20. E o seu custo ascendeu a 10 900 000$00.

21. Em meados de 2007, foi colocada no prédio referido em 17. uma marquise, em alumínio, e um portão, em ferro, cujo custo ascendeu a € 3 660,00.

22. Desde 1998 foram efetuadas, no mesmo prédio, obras e melhoramentos no logradouro e quintal, nomeadamente, por volta de 2002, uma segunda garagem, com a área aproximada de 28 m2, de um só pavimento, cimentado e “afagado” no chão e coberto por uma placa em cimento, com as paredes em blocos de cimento, areadas e pintadas exteriormente e com portas de ferro, no valor calculado, a preços atuais, em € 6 000,00;

23. ...e a edificação de uma “cozinha de lenha”, de rés-do-chão, com cerca de 28 m2, com uma porta e uma janela, em alumínio, em placa e paredes em blocos de cimento, areadas e pintadas, de ambos os lados e no interior, junto à banca da louça e do fogão, bem assim como no pavimento, ainda revestidos a azulejo e tijoleira;

24. ...e o levantamento de um armazém agrícola, com um lagar, com uma parede, em blocos de cimento, e as restantes, tal como a sua cobertura, em chapas de zinco, onduladas;

25. ...e a construção, em 2004, no prolongamento da garagem e da cozinha referidas em 22. e 23., de uma casa de banho exterior, com placa em cimento e paredes em tijolo, areadas e pintadas no exterior e revestidas a tijoleira no interior e chãos, com poliban e acessórios;

26. ...e o levantamento de um muro de suporte, em betão, com as dimensões aproximadas de 27 metros de comprimento, 1,50 metros de altura e 0,40 metros de largura;

27. ...e a edificação de um outro muro, com cerca de 20 metros de comprimento, 1,5 metros de altura e 0,40 metros de largura, também em betão;

28. ...e a abertura, em agosto de 2005, de um furo artesiano vertical, com a colocação de eletrobomba, no valor de € 2400,00;

29. ...e a concretização de um segundo furo artesiano, em novembro de 2005, e respetiva eletrobomba, no valor de € 2 295,00;

30. ...e a terraplanagem, em dezembro de 1998, de mais de 2 200 m2 de terreno;

31. ...e a execução de quatro ramadas em bancas de cimento, ligadas por cinco fiadas de arame e a plantação das respetivas videiras (mais de 100);

32. ...e a feitura de uma vinha de onze bardos, cada um com seis metros de comprimento, três pilares de cimento e três fios de arame e respetivas videiras, no valor de € 500,00;

33. …e a comparticipação com LL, na construção de uma calçada, em paralelo, de acesso às casas, com as dimensões aproximadas de 4,5 metros de largura e o comprimento de 30 metros, no valor de € 1000,00;

34. ...e a construção de um tanque, em blocos de cimento, isolado e areado, com cerca de 4 metros de comprimento, 3 metros de largura e 1 metro de altura.
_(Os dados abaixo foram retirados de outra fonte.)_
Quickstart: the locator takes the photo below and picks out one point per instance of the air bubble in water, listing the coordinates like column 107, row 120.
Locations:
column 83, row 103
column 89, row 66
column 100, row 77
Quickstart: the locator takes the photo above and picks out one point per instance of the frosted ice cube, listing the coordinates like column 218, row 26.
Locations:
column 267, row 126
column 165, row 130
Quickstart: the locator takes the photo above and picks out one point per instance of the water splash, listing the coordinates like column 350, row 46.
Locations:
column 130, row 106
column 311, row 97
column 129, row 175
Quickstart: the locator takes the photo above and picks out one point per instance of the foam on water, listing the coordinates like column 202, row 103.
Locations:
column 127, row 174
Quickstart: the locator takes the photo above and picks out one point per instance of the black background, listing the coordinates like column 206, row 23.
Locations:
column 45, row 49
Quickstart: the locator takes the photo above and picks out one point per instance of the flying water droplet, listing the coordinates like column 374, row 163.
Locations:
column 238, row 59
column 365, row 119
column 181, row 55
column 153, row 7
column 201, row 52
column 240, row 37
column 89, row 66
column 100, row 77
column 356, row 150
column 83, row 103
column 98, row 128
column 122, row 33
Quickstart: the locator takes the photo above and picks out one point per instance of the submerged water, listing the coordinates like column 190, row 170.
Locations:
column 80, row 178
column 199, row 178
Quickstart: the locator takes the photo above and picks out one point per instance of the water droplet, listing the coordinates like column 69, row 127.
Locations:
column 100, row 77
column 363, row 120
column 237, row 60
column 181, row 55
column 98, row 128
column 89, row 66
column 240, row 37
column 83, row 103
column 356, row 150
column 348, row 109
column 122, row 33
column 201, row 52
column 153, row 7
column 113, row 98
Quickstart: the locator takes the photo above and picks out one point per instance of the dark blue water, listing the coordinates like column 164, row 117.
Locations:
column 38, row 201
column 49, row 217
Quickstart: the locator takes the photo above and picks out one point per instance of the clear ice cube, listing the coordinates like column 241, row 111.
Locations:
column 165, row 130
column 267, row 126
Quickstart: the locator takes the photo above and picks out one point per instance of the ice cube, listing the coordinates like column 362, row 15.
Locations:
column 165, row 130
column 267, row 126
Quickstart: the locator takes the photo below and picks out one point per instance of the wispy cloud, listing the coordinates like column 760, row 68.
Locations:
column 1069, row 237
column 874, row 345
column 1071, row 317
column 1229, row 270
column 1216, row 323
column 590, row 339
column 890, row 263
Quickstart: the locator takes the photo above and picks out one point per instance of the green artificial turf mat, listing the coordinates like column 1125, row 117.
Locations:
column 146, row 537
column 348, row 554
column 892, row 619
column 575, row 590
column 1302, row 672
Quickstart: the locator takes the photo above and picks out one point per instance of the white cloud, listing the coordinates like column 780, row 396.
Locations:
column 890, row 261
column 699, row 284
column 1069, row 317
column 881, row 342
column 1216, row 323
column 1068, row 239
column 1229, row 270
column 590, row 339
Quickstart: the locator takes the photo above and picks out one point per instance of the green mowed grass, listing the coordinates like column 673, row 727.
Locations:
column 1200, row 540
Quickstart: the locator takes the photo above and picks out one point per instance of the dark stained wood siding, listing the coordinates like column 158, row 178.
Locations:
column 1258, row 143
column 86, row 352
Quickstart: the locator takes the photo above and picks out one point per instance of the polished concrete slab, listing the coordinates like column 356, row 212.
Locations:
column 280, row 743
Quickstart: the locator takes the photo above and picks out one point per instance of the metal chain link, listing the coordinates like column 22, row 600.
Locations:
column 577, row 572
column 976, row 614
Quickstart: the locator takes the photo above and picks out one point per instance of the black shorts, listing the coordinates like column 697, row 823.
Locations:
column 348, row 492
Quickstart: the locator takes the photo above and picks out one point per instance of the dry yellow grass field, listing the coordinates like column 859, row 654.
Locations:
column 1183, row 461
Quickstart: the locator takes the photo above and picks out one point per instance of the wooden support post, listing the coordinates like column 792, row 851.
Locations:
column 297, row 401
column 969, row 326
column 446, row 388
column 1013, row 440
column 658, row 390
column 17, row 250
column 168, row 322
35. Na casa que A. e R. habitaram existiam os seguintes bens: uma mobília de sala comum, composta de um sofá cama e dois sofás individuais, em tecido, uma mesa de centro, oito cadeiras, um móvel de sala, uma arca, um móvel em forma de globo, tudo em madeira, no valor global de € 1 500,00.

36. Um candelabro de teto, um relógio de sala (de pé), um aparelho de música e uma estatueta em barro, tudo no valor de € 1 250,00.

37. Uma mobília de cozinha, feita por “Móveis ...”, constituída por um móvel de parede em forma de “L”, com o comprimento aproximado de 5 metros, a altura de 0,90 metros e a largura de 0,50 metros, em madeira de castanho;

38. ...um balcão, com a mesma forma e dimensão, em madeira de castanho, com tampo em granito;

39. ...um móvel, em madeira de castanho, com 1 metro de comprimento, 0,90 metros de altura e 0,50 metros de largura, com tampo em granito;

40. ... e uma mesa com o tamanho de 1,90 metros de comprimento por 0,80 metros de largura, em madeira de castanho e com tampo em granito.

41. Oito cadeirões em madeira de castanho, com almofada em pele, no valor de  € 1000,00, pagos integralmente com dinheiro do A.

42. Um frigorífico (combinado), um fogão (placa), uma televisão a cores, uma banca de lavar louça, em inox, um exaustor e um esquentador inteligente, no valor total de € 1 750,00.

43. Dois tachos e uma panela em ferro fundido e outra louça e cutelaria diversa, um microondas, três garrafas de gás, no valor de € 1 000,00.

44. Uma mobília de cozinha (lenha), composta de uma mesa com a estrutura em ferro e tampo em madeira, com o comprimento de 2,5 metros e a largura de 0,80 metros, e com dois bancos, em madeira, do mesmo comprimento;

45. ... outra mesa, circular, em fórmica branca com quatro cadeiras, no mesmo material, tudo no valor de € 500,00;

46. ... um móvel de parede e um balcão, em fórmica branca, no valor de € 250,00;

47. ...um fogão a gás, de cinco bocas, uma televisão a cores, uma máquina de lavar louça e uma banca de lavar louça em inox.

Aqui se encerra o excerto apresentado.